The report's first two "key findings" are what have gotten the most attention, and they also seem most important to me. The report's other key findings are either of less general interest (gender gaps, racial/ethnic gaps, impact of e-readers, etc.) or kind of obvious (kids whose parents read aloud to them and have books in the house are better readers). The first two key findings are:

1) all kids, but especially older kids, are reading less for fun than they used to;

2) while reading comprehension scores for elementary-age kids are higher than they used to be, reading comprehension scores for older kids have not improved.

What's interesting about these two findings, if they're accurate, is that there are two apparent contradictions: kids in the younger grades are better at reading than they used to be, but kids in the older grades are not; and the reduction in pleasure reading is not translating to a decrease in reading scores.

Two possible (but I think unlikely) interpretations:

One way to interpret these findings is to think that reading for pleasure doesn't matter much. That's possible, but unlikely, given the high correlation between pleasure reading and reading scores.

Another possibility is that the findings are not accurate, that older kids are reading just about as much as they used to, but that some of their reading is not showing up in the data. As far as I can tell, there is some possibility that some of what teenagers are doing on their screens is not being counted as reading, even though it is practically the same as stuff that in the past, when it wasn't done via a screen, used to be counted as reading. A lot of what my son does on his iPod touch is reading about professional tennis and rock climbing. When I was his age, I spent hours every week reading bicycling magazines. Reading an online article or blog post and reading an article in a print magazine are basically the same activity, but I looked like I was reading, and he looks like he's on facebook.

My take:

While these studies may not be catching all the reading that's really happening, I think they're probably mostly accurate. Older kids probably are reading less. Some of this may be due to the improvement of competing non-reading activities like youtube, instagram and facebook (technologies that can be seen as improved versions of the telephone and the television). But this wouldn't explain why younger kids are getting higher reading scores now, so I think there is something else going on, too.
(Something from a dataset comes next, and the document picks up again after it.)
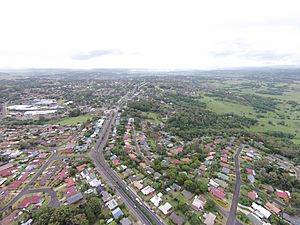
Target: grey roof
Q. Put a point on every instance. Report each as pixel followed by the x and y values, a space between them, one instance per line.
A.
pixel 75 198
pixel 117 213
What I think has happened is that we have put a lot of energy into trying to teach, through direct instruction, the "skills" and "strategies" of reading. There has been a huge push, at all levels, to turn reading instruction into a mechanical process that can be broken down and implemented piece by piece. What there has not been is a huge push to encourage reading as a pleasurable and valuable activity that people might want to engage in on their own, either for entertainment or (like my son's reading about tennis and rock climbing) for information about the world.

The increase in direct instruction in skills and strategies may have boosted reading scores on the NAEP in the elementary school years, but they have not made 17 year olds better readers. We seem to be having short term success, but the short term success is not translating into long term success.  This is a pattern that I noticed last year in data about the reading scores of students in Waldorf schools. Waldorf education doesn't teach reading at all until kids are 7 or 8. As you might expect, Waldorf students score poorly on reading tests in early elementary school. By eighth grade, however, they have caught up. By the end of high school, they may be pulling ahead.

It also strikes me that the direct instruction that may produce higher scores in elementary school could be having a counterproductive effect in the long term. It's very possible that the way reading is now taught discourages reading for pleasure.

So if it were up to me, I would try to spend more energy on encouraging pleasure reading, especially at the high school level, when pleasure reading drops off precipitously.